Chinese researchers have devised a new technique for reprogramming cells from human urine into immature brain cells that can form multiple types of functioning neurons and glial cells. The technique, published today in the journal Nature Methods, could prove useful for studying the cellular mechanisms of neurodegenerative conditions such as Alzheimer’s and Parkinson’s and for testing the effects of new drugs that are being developed to treat them.
Stem cells offer the hope of treating these debilitating diseases, but obtaining them from human embryos poses an ethical dilemma. We now know that cells taken from the adult human body can be made to revert to a stem cell-like state and then transformed into virtually any other type of cell. This typically involves using genetically engineered viruses that shuttle control genes into the nucleus and inserts them into the chromosomes, whereupon they activate genes that make them pluripotent, or able to re-differentiate into another type of cell.
In 2008, for example, American researchers took skin cells from an 82-year-old patient with amyotrophic lateral sclerosis and reprogrammed them into motor neurons. Cells obtained in this way could help us gain a better understanding of such diseases. Grafts of patients’ own cells do not elicit an immune response, so this approach may eventually lead to effective cell transplantation therapies. But it also has its problems – it appears that the reprogramming process destabilizes the genome and causes mutations, and that iPSCs may therefore harbour genetic defects that render them useless.

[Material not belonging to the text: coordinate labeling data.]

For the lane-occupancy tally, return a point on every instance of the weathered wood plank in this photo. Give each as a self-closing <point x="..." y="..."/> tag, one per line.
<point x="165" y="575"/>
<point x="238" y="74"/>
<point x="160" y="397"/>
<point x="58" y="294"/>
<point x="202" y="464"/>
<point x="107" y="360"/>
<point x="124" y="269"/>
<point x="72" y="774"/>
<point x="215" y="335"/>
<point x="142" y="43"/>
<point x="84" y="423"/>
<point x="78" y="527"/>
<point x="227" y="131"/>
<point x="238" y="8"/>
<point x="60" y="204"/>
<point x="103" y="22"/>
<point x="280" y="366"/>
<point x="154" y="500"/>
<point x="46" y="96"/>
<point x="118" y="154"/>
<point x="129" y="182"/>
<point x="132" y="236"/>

Last year, Duanqing Pei of the Chinese Academy of Sciences and his colleagues reported that human urine contains skin-like cells from the lining of the kidney tubules which can be efficiently reprogrammed, via the pluripotent state, into neurons, glia, liver cells and heart muscle cells. Now they have improved on the approach, making it quicker, more efficient and possibly less prone to errors.
In the new study, they isolated cells from urine samples given by three donors, aged 10, 25 and 37, and converted them directly into neural progenitors. They then grew these cells in Petri dishes and drove them to differentiate into mature neurons that can generate nervous impulses, and also into astrocytes and oligodendrocytes, two types of glial cell found in the human brain. Finally, they transplanted the re-programmed neurons and astrocytes into the brains of newborn rats, and found that the cells had survived when they examined the brains a month later, but it remains to be seen if they can survive for longer, and if they integrate into the existing circuits to be become functional.
This isn’t the first time that one type of cell has been converted into another without going through the pluripotent stage – in 2010, researchers from Stanford converted mouse connective tissue cells directly into neurons. The new technique does have a number of advantages, however.
Instead of using a virus to deliver the reprogramming genes, the researchers used a small circular piece of bacterial DNA which can replicate in the cytoplasm. This not only speeds up the process, but also eliminates the need to integrate the reprogramming genes into the chromosome, which is one potential source of genetic mutation, but it’s still not clear whether these cells contain fewer mutations than those reprogrammed using viruses.
Even so, the technique also makes the procedure of generating iPSCs far easier and non-invasive, as the cells can be obtained from a urine sample instead of a blood sample or biopsy. The next logical step will be to generate neurons from urine samples obtained from patients with Alzheimer’s, Parkinson’s, and other neurodegenerative diseases and to determine the extent to which this new non-viral technique damages the DNA.